Türkei: Polizei fasst Hauptverdächtigen im Fall der ermordeten Sarai Sierra

Das Büro des Gouverneurs der südtürkischen Provinz Hatay sagte, Sicherheitskräfte hätten den Hauptverdächtigten im Falle des Mordes an der amerikanischen Touristin Sarai Sierra am Sonntag im Reyhanlı-Distrikt von Hatay gefasst.

Nach dem 46-jährigen verdächtigen Altpapiersammler, den die türkischen Medien nach seinen Initialien nur „Z.T.“ nannten, wurde seit Februar intensiv landesweit gefahndet. Nachdem er in einem Krankenhaus in Antakya ärztlich untersucht und von der Polizei verhört worden war, wurde er dem Gericht vorgeführt.

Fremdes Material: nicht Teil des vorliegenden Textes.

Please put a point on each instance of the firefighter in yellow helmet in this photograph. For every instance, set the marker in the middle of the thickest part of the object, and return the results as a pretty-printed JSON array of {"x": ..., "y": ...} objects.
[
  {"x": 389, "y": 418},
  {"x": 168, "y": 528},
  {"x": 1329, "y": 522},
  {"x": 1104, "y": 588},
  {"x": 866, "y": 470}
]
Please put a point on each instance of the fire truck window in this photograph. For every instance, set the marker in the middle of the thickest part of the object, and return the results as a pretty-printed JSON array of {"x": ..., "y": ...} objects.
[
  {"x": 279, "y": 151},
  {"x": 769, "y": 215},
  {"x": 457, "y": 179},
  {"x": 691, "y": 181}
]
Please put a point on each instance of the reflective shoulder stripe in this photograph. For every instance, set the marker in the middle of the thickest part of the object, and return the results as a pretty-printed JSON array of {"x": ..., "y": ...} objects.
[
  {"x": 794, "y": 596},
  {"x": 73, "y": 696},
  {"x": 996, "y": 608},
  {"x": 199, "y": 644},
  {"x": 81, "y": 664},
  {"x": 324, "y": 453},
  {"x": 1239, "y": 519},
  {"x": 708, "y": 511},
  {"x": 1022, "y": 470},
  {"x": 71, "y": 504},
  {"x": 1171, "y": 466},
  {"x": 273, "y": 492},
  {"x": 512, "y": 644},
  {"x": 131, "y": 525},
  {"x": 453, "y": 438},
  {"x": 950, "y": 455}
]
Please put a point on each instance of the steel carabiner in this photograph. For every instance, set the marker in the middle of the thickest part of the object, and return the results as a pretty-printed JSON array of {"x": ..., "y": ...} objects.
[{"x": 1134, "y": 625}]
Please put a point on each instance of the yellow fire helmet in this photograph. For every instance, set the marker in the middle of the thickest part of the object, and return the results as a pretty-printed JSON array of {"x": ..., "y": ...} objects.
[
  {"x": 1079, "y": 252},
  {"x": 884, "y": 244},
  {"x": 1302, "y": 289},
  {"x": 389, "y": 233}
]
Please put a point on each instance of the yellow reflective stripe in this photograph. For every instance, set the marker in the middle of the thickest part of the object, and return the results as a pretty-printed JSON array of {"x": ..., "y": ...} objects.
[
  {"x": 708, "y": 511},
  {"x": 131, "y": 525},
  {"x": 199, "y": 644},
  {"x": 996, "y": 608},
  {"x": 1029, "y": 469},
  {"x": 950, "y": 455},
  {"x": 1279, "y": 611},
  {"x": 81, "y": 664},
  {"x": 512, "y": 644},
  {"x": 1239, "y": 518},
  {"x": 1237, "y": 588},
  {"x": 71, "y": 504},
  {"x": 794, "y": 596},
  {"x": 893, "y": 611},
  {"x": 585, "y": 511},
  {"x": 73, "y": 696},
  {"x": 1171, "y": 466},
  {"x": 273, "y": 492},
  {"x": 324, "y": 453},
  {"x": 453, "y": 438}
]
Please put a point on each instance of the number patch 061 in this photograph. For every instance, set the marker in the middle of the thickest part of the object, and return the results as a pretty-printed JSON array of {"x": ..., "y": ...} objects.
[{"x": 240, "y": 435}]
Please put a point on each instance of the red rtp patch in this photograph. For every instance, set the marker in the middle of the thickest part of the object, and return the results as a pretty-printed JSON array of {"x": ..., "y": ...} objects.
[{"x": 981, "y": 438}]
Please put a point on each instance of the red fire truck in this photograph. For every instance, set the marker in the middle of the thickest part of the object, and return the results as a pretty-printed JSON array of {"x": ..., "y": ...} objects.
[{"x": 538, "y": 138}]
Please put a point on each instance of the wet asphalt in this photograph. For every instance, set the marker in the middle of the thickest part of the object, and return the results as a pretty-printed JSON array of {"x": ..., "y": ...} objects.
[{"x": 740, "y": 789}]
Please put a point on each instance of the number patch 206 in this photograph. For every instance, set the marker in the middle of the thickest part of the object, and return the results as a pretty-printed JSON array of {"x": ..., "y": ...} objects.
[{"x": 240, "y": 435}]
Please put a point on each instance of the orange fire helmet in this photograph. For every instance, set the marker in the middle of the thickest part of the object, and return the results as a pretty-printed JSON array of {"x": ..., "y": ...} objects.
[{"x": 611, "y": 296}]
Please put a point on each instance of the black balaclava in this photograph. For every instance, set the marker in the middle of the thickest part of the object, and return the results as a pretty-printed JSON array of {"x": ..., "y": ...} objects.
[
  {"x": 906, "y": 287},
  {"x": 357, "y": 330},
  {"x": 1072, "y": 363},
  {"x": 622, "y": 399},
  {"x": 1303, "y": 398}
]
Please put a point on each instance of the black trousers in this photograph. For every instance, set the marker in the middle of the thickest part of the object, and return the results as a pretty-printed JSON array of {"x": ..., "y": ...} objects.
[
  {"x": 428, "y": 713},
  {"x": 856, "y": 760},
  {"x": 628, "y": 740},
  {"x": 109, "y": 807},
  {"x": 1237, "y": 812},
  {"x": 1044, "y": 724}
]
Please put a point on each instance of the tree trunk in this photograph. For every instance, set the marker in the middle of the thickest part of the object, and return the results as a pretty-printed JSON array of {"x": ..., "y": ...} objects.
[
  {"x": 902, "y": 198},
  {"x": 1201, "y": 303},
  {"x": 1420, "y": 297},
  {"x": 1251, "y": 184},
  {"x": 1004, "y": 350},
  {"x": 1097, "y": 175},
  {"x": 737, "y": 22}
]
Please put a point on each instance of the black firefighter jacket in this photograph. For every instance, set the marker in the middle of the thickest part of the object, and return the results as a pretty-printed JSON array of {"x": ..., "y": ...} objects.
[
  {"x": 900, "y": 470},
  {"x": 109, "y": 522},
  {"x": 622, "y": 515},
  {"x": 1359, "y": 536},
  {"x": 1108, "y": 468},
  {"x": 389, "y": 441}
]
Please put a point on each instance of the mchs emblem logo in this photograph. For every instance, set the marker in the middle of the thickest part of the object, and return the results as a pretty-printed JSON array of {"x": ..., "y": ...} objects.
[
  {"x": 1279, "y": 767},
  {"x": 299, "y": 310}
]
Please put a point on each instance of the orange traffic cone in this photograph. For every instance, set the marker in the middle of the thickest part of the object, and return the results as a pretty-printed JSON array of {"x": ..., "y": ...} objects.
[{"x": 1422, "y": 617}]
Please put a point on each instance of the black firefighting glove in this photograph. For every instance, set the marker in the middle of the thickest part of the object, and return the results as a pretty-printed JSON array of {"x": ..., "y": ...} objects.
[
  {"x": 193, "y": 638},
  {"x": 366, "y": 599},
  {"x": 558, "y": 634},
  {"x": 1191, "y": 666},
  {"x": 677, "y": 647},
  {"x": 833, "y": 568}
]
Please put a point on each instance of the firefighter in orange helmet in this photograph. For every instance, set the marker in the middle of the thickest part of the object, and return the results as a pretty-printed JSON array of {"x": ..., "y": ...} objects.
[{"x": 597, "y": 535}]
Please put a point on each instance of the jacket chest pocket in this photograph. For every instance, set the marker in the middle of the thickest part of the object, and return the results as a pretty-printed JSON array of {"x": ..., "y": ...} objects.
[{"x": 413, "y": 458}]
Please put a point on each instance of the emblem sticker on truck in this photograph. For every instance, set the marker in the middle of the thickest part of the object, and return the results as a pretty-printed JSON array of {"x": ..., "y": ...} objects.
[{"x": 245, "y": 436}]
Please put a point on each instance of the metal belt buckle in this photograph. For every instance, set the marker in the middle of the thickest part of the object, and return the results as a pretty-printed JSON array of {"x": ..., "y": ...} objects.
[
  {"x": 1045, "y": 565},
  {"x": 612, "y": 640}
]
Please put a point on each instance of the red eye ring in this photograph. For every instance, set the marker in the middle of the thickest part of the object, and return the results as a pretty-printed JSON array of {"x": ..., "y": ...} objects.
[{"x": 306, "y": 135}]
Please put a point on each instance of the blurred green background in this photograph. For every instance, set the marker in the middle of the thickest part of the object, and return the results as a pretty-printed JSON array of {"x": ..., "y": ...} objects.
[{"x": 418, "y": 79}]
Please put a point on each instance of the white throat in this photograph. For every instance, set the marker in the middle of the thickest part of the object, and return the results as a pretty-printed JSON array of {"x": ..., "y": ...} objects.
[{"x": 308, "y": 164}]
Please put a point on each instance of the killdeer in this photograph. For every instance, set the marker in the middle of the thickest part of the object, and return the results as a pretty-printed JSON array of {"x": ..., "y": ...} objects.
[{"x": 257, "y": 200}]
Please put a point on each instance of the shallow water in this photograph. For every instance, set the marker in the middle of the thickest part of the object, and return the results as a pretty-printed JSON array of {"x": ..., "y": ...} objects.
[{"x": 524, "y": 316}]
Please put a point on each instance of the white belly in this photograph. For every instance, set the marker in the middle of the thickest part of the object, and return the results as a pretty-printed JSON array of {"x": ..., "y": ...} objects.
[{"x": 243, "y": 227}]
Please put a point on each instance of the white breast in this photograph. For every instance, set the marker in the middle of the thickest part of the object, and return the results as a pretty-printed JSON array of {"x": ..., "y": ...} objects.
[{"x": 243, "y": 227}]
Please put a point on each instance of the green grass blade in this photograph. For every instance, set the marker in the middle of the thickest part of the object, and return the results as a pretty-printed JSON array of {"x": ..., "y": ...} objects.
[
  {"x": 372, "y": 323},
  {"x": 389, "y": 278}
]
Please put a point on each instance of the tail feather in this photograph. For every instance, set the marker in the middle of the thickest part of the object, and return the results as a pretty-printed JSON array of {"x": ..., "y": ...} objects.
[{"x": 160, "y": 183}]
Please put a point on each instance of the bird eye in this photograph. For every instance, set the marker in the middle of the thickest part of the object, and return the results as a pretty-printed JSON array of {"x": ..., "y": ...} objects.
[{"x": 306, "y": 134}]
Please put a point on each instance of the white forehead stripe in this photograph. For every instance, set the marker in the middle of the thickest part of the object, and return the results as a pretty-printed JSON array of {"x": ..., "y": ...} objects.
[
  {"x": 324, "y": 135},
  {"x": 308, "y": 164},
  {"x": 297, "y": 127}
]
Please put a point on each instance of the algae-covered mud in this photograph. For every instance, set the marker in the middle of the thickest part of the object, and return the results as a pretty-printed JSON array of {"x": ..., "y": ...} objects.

Der Polizeichef von Hatay, Ragıp Kılıç, sagte am Sonntag, dass seine Einheiten akribisch auf die Ergreifung des Verdächtigen hingearbeitet haben. So wurde etwa die Grenze der Provinz Hatay zu Syrien streng von der Polizei überwacht und Teile der der syrischen Oppositionsstreitkräfte wurden über die Suche nach „Z.T.“ in Kenntnis gesetzt. Nach Angaben des Polizeichefs wird der Verdächtige am Montag nach Istanbul geflogen werden.

Sierra, die 33-jährige Mutter von zwei Söhnen, wurde während ihres Türkeiurlaubs ermordet. Am 21. Januar, einen Tag vor ihrem Rückflug nach New York, meldete sie sich das letzte Mal bei ihrer Familie.

Zwölf Tage nach ihrem Verschwinden fand die Istanbuler Polizei ihre Leiche hinter der alten Stadtmauer im sozial schwachen Cankurtaran-Viertel. Den offiziellen Berichten zufolge wurde die Frau mit einem nicht näher beschriebenen Gegenstand erschlagen. Bei der Autopsie der Leiche konnten Stoffreste unter den Fingernägeln des Opfers festgestellt werden. Anhand aus diesen Stoffresten gefundener DNA-Spuren hofft die Polizei „Z.T.“, dessen Bruder der Polizei eine DNA-Probe zur Analyse zu Verfügung gestellt hatte, überführen zu können. Die Analyse der DNA des Bruders ergab eine große Ähnlichkeit mit den aus den Stoffresten gewonnenen DNA-Spuren, woraufhin die Polizei „Z.T.“ zum Hauptverdächtigten erklärte.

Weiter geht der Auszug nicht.